When people asked me about my plans to study abroad and I would tell them that I was going to Australia, their responses were usually the same. They all asked me ‘why?’.  ‘Why Australia?’, ‘Don’t you study history?’, ‘Isn’t that a waste of time?’. There seemed to be an overwhelming opinion that Australia had little history to offer.. Despite what you may have been told thus far, there are many reasons why history students should study abroad in Australia. I will touch on three of these reasons for you today. Not only will you encounter a vast and complex history, you will gain a diverse and unique insight into some of the most engaging and pressing debates in the academic field of history today.
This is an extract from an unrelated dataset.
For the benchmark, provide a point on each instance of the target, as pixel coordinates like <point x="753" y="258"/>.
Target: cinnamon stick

1: Australia is home to some of the oldest surviving populations in the world. The First Nations people of Australia (the Aboriginal and Torres Strait Islander peoples) are estimated to have occupied what is now known as the Australian nation for an estimated 50,000-70,000 years. According to the 2005 National Indigenous Languages Survey (NILS), at the time of colonialisation there were around 250 different Indigenous languages spoken across the nation in line with roughly 250 regional groupings. Each regional group could contain smaller clans which meant even sections of larger language groupings could encompass up to 100 related dialects. To say that Australian history is limited to the time period following colonisation ignores the historical presence and cultural diversity of the First Nations peoples. It is disrespectful and upholds colonial power dynamics by implying that only colonial history is relevant. Choosing to study history in Australia does not have to mean a brief and settler-centric approach to history. It can also mean an exploration of the art, music and oral history of some of the oldest populations in the world.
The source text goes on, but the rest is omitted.